The aim of ACT 4 GWS is to secure 5000 $50 pledges as well as significant local and regional corporate support.
- GWS will play up to 40 games in Canberra over the next 10 years
- AFL in Canberra and the region will have a seat on the GWS board
- GWS will continue to invest in local talent academies
- GWS will establish a training base in Canberra and the region
- GWS will conduct community camps in the region
- GWS will field a team in the AFL Canberra competition or in a second tier AFL competition that will feature Canberra clubs.
The opportunity for the AFL community of ACT and Southern NSW to join GWS has been described as the game’s best and last chance to establish a meaningful presence in the region.
This is our opportunity to become a significant part of our national game. It’s our time. Let’s secure our national game for our national capital region.
The University of Canberra in general and the National Institute of Sport Studies in particular see the memorandum of understanding as a way to grow community sport. GWS has a clear commitment to community development that resonates with the University’s plans to engage with the Capital Region.
Whilst preparing for the formal signing of the memorandum of understanding I came across Greg de Moore’s article in the Sydney Alumni Magazine (July 2010). Greg’s article The man who invented AFL provides an insight into the life of Tom Wills. Greg notes that:
The introduction of an AFL team into western Sydney is regarded by some as an invasion. But Tom Wills might disagree.
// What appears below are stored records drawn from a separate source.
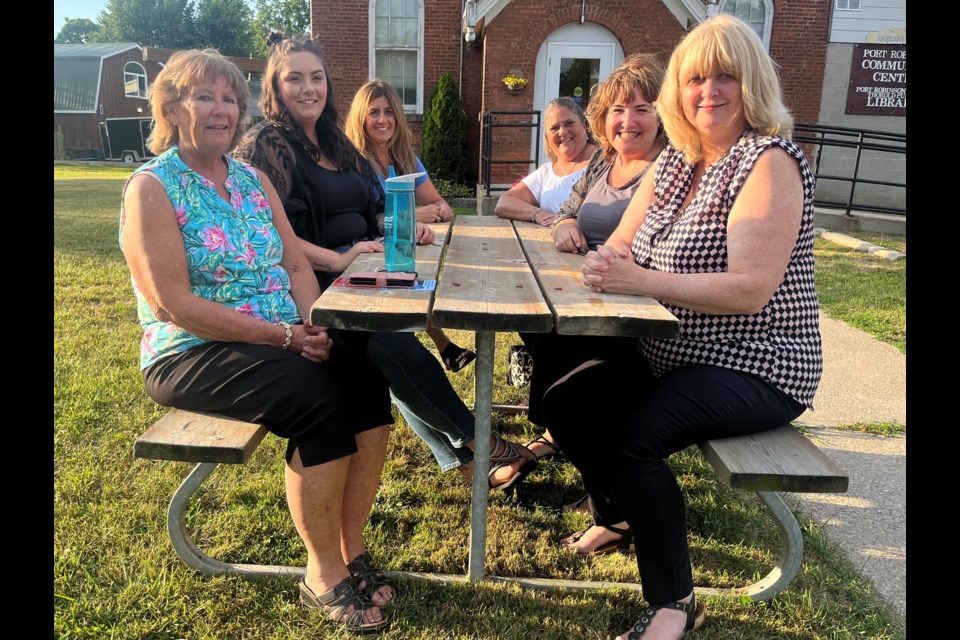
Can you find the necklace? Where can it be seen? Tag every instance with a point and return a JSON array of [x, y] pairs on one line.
[[571, 166]]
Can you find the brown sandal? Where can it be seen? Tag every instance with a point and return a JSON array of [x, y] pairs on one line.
[[695, 617], [336, 604], [623, 543], [553, 451], [369, 578], [506, 452]]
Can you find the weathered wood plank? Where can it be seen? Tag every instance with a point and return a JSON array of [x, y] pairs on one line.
[[382, 309], [576, 309], [190, 436], [486, 284], [782, 459]]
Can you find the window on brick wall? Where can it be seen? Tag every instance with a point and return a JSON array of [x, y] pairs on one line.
[[396, 48], [756, 13], [134, 80]]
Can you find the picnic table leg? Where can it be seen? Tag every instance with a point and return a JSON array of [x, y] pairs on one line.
[[482, 408], [187, 549]]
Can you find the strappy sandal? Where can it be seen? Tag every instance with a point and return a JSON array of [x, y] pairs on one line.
[[554, 450], [505, 453], [336, 604], [623, 543], [456, 357], [693, 609], [369, 579]]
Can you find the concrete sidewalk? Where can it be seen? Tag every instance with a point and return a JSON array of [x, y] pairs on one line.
[[864, 380]]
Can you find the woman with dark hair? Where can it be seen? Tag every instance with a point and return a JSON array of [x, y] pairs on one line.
[[224, 294], [569, 144], [377, 127], [625, 124], [334, 196]]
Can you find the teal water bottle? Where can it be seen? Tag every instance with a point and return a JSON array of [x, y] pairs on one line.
[[400, 223]]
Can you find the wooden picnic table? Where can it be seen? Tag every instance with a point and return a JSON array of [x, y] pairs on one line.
[[492, 276]]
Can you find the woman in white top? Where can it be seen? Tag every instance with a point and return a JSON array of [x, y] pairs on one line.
[[569, 145]]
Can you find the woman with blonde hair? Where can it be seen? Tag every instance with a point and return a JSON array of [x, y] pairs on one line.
[[721, 233], [223, 295]]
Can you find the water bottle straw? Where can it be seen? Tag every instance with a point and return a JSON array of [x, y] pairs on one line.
[[392, 201]]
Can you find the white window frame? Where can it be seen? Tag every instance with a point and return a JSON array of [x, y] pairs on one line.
[[767, 20], [846, 5], [130, 75], [372, 64]]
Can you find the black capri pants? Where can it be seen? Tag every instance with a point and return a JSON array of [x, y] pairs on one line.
[[317, 407], [618, 424]]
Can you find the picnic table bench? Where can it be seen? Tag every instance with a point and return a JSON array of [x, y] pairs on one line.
[[780, 460]]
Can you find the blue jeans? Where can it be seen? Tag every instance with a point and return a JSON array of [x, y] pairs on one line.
[[421, 390]]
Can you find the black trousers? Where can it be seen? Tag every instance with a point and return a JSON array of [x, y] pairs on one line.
[[317, 407], [618, 424], [555, 355]]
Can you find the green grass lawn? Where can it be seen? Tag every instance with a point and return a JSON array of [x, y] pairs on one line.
[[116, 575]]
In fact one could say that, when the new AFL team takes root in western Sydney and Israel Folau kicks his first goal, the game of Australian Rules football – our great and unique contribution to world sporting culture – will simply return to the family “home” of the man who started it all.
It was interesting to read that “Wills was born in 1835, near the township of Queanbeyan in NSW.” So the GWS/UC link has a double homecoming to celebrate.
Greg de Moore’s biography of Tom Wills (2008) provides a fascinating insight into the codification of football. Previously Eric Dunning had discussed in detail the development of football in nineteenth century England and provides a context for understand Tom Wills’ experience at Rugby School. J A Mangan’s study of Athleticism adds to the knowledge of the environment in which Tom Wills went to school.
As I attend the signing ceremony for the memorandum of understanding I will be thinking about Tom Wills and the role that biography plays in developing sport. I think Kevin Sheedy, the foundation coach of the GWS team and Tom Wills would have had a lot to share and discuss about their lives in sport and their visions.
It is great to think that the National Institute of Sport Studies can be part of this journey in Ngunnawal Country.